Posted By:   Alfred_Sniff
Posted On:   Wednesday, May 11, 2005 09:53 AM

Hi again,

Can you tell me if there's a way to tell Lucene the separators character to use? For example, if in my document there's the expression : "l'allemagne", if i search for the word "allemagne", my document won't be found because "allemagne" is not considered as a word because of the "'" character. Is there a way to tell lucene that this charcter is a word-separator?

Thanks for answers

Re: Giving a list of words separators characters

Posted By:   Charles_Sanders  
Posted On:   Thursday, May 26, 2005 08:26 AM

You tell Lucene how to create tokens from your string by using the correct analyzer. Choosing the analyzer is one of the most important parts of a Lucene application.
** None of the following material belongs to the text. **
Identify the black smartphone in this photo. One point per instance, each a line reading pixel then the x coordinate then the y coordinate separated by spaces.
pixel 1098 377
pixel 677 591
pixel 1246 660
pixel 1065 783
There are a number of analyzers included with Lucene and you can create your own. The book "Lucene in Action" discusses this in some detail. I just ran a test on your string "l'allemagne" and the SimpleAnalyzer included with Lucene will create 2 tokens from this string ("l", "allemagne"). I suggest creating a simple application to test the different analyzers to see which one works best for you. You can also you the Luke application, which is available for download at the Lucene home site. It will allow you to see the tokens generated from a string using different analyzers. Hope this helps.